If you are at all like us, you find the rulings that the SEC puts forward to be a bit confusing, at first blush. And no wonder, as the SEC Rules under current discussion are over 100 pages long. You, like us, are just trying to understand the rulings and also do your job, with a minimum of distractions.
Let us help, at least with the most recent SEC ruling on advertising and private placements, as related to the Job’s Act.
On July 10th, the SEC announced that it was eliminating the prohibition on general solicitation and general advertising in “certain” offerings. This proclamation is a big deal, and was widely touted by the press:
- SEC Rule Will Revolutionize Financing of Small Businesses and other Privately Held Companies (Risk & Compliance Journal headline)
- SEC Clears Way for Entrepreneurs to Tweet, Blog About Unregistered Shares (WSJ headline)
The actual SEC Ruling is 117 pages, accompanied by a final ruling on the Disqualification of Bad Actors (147 pages) as well as a Rule Proposal for amendments of Regulation D, Form D and Rule 156. The Final Rules become effective 60 days after publication in the Federal Register, The Rule Proposal, different from the Final Rules, has a 60-day public comment period.
While we’re making progress, all-in-all, we’re not there yet. The JOBS Act was proposed in April 2012. It is still winding its way through the SEC.
The SEC is doing a good job of being comprehensive. For this, we are pleased. We’ve all seen the best intentions muddied by bad actors such as Bernie Madoff and Allen Stanford. How is the public to know if these companies are real, and are not fraudulent? There are so many bad actors out there.
The end result will be more bureaucracy, which will result in more cost, which will be shifted to the investors. This is an interesting, but important balancing act. I have been able to mostly avoid the bad actors by knowing the subject area/market, doing my due diligence and working with good lawyers.
Hopefully, the new investors will not get lazy, and believe when someone says, “Trust me.” I also knew that I am more sophisticated and knowledgeable than the average investor. After all, it’s my job.

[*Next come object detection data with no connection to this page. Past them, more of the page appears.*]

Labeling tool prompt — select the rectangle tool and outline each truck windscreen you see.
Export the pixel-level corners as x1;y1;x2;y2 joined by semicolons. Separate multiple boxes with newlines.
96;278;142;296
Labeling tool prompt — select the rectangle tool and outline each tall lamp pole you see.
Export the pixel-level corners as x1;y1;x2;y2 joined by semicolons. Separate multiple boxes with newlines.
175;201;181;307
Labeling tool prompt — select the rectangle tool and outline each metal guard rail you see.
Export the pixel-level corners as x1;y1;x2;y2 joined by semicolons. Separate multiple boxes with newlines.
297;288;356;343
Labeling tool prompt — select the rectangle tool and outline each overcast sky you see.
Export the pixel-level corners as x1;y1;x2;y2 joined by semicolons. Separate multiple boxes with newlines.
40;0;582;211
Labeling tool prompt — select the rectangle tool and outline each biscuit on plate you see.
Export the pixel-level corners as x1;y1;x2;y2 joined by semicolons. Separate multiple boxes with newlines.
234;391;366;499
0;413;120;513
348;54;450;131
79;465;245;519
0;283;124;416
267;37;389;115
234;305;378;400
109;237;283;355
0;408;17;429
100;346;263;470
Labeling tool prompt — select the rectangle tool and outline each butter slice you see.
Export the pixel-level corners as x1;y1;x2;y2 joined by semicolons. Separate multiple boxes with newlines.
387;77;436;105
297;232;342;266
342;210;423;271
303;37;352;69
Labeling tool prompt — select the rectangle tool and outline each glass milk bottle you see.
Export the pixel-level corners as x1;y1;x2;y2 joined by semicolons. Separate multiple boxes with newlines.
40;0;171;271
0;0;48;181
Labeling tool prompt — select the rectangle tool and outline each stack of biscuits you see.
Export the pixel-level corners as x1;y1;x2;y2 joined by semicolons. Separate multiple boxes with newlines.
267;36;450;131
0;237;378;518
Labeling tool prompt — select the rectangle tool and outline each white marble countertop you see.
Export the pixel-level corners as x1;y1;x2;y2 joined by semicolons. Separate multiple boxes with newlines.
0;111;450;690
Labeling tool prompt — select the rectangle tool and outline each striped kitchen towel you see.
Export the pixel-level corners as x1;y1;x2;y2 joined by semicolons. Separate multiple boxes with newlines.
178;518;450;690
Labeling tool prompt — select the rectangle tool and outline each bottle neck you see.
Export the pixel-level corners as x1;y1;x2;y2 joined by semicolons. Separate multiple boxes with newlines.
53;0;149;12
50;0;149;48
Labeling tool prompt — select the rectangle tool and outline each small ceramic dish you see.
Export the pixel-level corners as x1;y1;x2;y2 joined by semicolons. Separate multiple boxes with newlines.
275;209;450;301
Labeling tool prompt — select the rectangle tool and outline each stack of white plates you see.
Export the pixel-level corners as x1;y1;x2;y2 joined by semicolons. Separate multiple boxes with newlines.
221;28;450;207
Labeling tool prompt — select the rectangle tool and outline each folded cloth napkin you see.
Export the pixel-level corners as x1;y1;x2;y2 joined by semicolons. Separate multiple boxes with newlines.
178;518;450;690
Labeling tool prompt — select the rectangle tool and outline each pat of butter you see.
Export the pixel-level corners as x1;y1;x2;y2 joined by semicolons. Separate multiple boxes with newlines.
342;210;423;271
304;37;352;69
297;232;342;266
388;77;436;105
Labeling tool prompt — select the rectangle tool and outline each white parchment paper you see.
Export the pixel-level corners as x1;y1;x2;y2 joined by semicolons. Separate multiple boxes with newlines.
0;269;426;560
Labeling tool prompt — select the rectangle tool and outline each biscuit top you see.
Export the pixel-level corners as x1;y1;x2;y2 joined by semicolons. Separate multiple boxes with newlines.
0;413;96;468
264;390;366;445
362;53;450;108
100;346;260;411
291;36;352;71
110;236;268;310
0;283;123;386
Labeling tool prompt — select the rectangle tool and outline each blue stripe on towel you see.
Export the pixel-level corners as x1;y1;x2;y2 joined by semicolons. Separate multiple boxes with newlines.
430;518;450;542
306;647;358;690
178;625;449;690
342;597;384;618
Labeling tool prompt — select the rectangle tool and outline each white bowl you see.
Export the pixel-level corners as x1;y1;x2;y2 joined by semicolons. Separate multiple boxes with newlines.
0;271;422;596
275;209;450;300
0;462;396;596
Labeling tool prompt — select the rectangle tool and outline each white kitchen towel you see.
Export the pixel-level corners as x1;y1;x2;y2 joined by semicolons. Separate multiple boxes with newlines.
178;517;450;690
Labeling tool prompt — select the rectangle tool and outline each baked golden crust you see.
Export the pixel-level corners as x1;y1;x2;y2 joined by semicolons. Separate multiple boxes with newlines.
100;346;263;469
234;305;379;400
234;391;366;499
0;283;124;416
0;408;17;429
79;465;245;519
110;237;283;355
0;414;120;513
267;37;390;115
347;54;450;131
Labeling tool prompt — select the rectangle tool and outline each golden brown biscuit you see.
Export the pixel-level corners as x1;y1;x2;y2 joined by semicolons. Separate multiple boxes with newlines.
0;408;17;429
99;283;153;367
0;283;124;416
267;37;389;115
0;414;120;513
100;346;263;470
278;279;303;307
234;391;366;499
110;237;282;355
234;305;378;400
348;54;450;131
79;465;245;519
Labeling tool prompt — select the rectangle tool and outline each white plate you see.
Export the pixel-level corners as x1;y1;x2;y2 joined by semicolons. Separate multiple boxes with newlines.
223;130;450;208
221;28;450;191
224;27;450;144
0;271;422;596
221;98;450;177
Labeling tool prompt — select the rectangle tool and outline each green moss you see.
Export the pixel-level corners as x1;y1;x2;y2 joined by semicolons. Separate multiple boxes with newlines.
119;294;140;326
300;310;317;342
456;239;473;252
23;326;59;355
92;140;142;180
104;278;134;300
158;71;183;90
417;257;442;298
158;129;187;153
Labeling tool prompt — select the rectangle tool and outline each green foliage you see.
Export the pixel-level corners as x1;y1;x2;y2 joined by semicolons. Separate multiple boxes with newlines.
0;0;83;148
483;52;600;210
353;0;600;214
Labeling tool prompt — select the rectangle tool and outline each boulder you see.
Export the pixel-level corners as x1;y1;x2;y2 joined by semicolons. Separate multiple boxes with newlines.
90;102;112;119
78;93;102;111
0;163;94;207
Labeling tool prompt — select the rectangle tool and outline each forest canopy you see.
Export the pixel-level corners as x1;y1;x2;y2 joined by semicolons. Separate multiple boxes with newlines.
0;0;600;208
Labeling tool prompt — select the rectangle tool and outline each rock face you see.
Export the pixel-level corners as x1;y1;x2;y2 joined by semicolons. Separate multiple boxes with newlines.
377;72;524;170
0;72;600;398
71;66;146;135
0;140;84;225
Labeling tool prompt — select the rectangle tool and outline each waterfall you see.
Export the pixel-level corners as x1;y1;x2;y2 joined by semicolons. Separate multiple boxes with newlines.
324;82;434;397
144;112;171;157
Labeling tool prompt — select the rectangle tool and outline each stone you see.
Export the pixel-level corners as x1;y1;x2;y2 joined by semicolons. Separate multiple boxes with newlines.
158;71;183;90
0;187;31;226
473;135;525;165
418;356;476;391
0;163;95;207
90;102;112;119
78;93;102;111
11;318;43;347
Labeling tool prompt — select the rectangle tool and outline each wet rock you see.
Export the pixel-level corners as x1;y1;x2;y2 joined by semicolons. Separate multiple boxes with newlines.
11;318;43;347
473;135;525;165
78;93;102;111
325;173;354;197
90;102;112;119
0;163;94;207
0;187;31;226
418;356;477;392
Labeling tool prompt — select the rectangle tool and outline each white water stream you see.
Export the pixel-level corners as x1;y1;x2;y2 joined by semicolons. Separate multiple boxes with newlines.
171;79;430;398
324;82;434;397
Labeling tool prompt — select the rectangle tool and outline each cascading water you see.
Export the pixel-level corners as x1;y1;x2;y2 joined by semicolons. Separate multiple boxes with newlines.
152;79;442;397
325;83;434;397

I like the restrictions being put in place. The startup world is incredibly dicey, with the majority of companies not making it past two years of existence. The process and procedures will help people learn without destroying their financial health. At the end of the day, America will have a smarter, better-informed investor public. Allowing advertising for private placements just makes sense. Why not provide the investment opportunity to more than a select few. The investors in these private placements must be accredited investors. Any deal that uses advertising must file an Advanced Form D, before solicitation, with the SEC, and then file a Form D within 15 days after the completion of the deal. That, at least, provides some degree of protection and oversight.
I’m also excited about the next step—the actual crowd funding platforms. What do you think about Advertising and Private Placements?